Las autoridades locales informaron que 20 personas resultaron heridas, entre ellas 18 policías, cuatro de los cuales requirieron hospitalización.

Según las autoridades, más de 5.000 manifestantes marcharon por las calles de Berna, muchos de ellos enmascarados y vestidos de negro.

La policía describió escenas de “violencia extrema”, en las que los manifestantes arrojaban piedras, botellas, extintores, fuegos artificiales y escombros de construcción a las fuerzas de seguridad. Los agentes respondieron con cañones de agua, gases lacrimógenos, balas de goma y porras para dispersar a la multitud.
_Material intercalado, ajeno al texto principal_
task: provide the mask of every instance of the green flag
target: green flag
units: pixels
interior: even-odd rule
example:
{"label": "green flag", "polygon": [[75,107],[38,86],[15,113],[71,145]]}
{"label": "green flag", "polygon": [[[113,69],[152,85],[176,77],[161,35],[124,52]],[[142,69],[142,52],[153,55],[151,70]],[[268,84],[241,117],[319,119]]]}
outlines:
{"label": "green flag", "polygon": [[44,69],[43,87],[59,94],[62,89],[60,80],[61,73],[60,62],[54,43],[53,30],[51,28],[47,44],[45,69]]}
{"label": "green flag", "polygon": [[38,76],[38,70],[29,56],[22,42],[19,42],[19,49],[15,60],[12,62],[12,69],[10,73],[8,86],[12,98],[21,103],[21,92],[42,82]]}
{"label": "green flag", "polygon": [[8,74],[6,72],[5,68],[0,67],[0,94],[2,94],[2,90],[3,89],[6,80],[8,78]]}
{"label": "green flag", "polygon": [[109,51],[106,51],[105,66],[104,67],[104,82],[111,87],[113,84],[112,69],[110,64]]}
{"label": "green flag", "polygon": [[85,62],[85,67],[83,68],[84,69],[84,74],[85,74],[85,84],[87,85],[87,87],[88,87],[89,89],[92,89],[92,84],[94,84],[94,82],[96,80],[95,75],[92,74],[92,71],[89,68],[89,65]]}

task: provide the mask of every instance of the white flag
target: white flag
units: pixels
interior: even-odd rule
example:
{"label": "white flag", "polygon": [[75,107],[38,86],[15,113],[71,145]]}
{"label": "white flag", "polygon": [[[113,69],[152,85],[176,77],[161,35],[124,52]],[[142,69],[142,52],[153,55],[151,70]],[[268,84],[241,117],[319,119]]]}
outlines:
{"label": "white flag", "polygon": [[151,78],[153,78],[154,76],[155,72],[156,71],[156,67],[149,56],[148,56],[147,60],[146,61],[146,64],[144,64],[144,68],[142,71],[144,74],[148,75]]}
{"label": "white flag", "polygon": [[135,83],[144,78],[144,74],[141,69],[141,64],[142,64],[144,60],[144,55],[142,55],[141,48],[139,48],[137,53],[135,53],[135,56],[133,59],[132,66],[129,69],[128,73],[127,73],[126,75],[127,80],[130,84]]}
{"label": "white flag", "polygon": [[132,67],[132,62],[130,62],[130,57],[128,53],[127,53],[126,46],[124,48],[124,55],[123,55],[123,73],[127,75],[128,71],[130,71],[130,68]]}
Las autoridades dijeron que los daños materiales fueron cuantiosos: escaparates rotos, fachadas destrozadas y cajeros automáticos destruidos. Nueve vehículos policiales resultaron «gravemente dañados» y el coste de la destrucción se estima en varios millones de francos suizos, según un comunicado oficial.

La policía llevó a cabo 536 detenciones, la mayoría para verificar la identidad. Todos los detenidos menos uno, que ya estaba buscado por orden de arresto, fueron liberados posteriormente. Se espera que los fiscales presenten cargos relacionados con violencia, vandalismo e incendio provocado contra algunos participantes.

Las autoridades condenaron lo que llamaron un “nivel de violencia sin precedentes” en Berna y anunciaron la apertura de una investigación formal. Los disturbios se producen en medio de manifestaciones generalizadas a favor de Palestina en toda Europa tras el reciente alto el fuego en Gaza.